Repository files navigation

Experiments with Differentially Private Algorithms

This is the accompanying source code to my Bachelor's thesis at TUHH "Computational Verification of Differentially Private Algorithms" (2018).

Installation

The package and its dependencies can be installed in a virtual environment like this:

virtualenv -p python3 env
source env/bin/activate
pip3 install -e .

Usage

The GUI programs can be called with either of

diffpriv-single
diffpriv-reportnoisymax
diffpriv-svt

algorithms.py implements basic differentially private algorithms in terms of random distributions.

naive.py contains the same algorithms in their original forms, which produce single random values. They can be used for Monte-Carlo trials.

accuracy.py provides different accuracy estimates for the Sparse Vector Technique in a library. If executed as a script, it plots example graphs.

plot_* produce some example plots to illustrate the principles behind the algorithms or statistics about experimental data.

gui_* contain the source code for the interactive experiments.

data_* retrieve and pre-process test data to be usable in the computation-intensive experiments.py.

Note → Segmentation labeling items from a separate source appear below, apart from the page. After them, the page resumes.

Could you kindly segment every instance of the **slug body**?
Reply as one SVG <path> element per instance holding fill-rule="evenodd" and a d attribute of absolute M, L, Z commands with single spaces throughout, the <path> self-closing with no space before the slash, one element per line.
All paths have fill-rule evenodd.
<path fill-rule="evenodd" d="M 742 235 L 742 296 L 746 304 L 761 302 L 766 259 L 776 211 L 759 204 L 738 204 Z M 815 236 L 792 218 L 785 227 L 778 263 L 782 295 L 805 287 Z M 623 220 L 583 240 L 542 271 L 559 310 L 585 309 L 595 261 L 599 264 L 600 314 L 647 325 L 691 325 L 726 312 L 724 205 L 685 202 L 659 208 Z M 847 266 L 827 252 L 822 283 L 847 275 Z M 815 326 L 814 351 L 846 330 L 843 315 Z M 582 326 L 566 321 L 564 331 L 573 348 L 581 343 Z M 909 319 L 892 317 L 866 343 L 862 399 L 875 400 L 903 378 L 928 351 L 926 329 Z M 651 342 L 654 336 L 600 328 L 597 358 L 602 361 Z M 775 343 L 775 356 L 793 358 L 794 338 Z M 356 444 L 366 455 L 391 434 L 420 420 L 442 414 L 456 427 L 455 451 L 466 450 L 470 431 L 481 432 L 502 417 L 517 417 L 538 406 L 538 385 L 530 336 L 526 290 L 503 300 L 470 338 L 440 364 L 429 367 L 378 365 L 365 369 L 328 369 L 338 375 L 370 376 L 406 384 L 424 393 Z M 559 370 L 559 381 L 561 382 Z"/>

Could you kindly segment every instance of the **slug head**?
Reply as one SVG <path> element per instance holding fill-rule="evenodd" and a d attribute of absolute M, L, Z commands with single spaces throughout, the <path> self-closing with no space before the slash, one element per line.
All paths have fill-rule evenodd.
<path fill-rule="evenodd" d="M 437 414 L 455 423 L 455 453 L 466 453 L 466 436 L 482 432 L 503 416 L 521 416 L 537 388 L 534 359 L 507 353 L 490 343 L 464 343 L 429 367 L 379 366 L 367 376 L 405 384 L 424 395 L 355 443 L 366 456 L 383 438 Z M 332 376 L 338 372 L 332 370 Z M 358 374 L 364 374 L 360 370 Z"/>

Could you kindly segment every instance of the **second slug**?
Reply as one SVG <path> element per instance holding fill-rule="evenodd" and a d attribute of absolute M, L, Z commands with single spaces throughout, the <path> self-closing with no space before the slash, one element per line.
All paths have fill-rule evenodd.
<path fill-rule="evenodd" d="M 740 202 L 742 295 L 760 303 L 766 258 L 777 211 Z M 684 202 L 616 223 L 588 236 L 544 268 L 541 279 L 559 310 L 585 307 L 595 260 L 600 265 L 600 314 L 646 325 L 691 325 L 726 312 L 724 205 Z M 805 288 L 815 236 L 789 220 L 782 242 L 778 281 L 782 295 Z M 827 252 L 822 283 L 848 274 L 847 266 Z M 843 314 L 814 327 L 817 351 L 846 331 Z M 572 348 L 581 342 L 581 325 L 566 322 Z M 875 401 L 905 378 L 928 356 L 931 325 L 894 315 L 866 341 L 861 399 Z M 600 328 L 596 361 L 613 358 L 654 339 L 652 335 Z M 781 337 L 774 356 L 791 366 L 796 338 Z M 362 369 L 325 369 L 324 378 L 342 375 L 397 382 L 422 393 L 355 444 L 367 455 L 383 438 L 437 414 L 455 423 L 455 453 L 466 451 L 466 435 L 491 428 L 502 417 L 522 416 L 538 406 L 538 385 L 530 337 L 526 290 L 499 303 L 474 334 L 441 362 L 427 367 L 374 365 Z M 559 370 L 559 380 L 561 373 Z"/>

The unpacked data requires about 590 MB. Use in this order: data_get.sh, data_histogram*, data_flatten. data_count* is there to verify the item counts.

experiments.py must be used interactively with

python3 -i experiments.py

where one can choose which part to run. Preparing the data and computing probabilities may take multiple days on mid-range hardware. The intermediate files take up around 5.5 GB.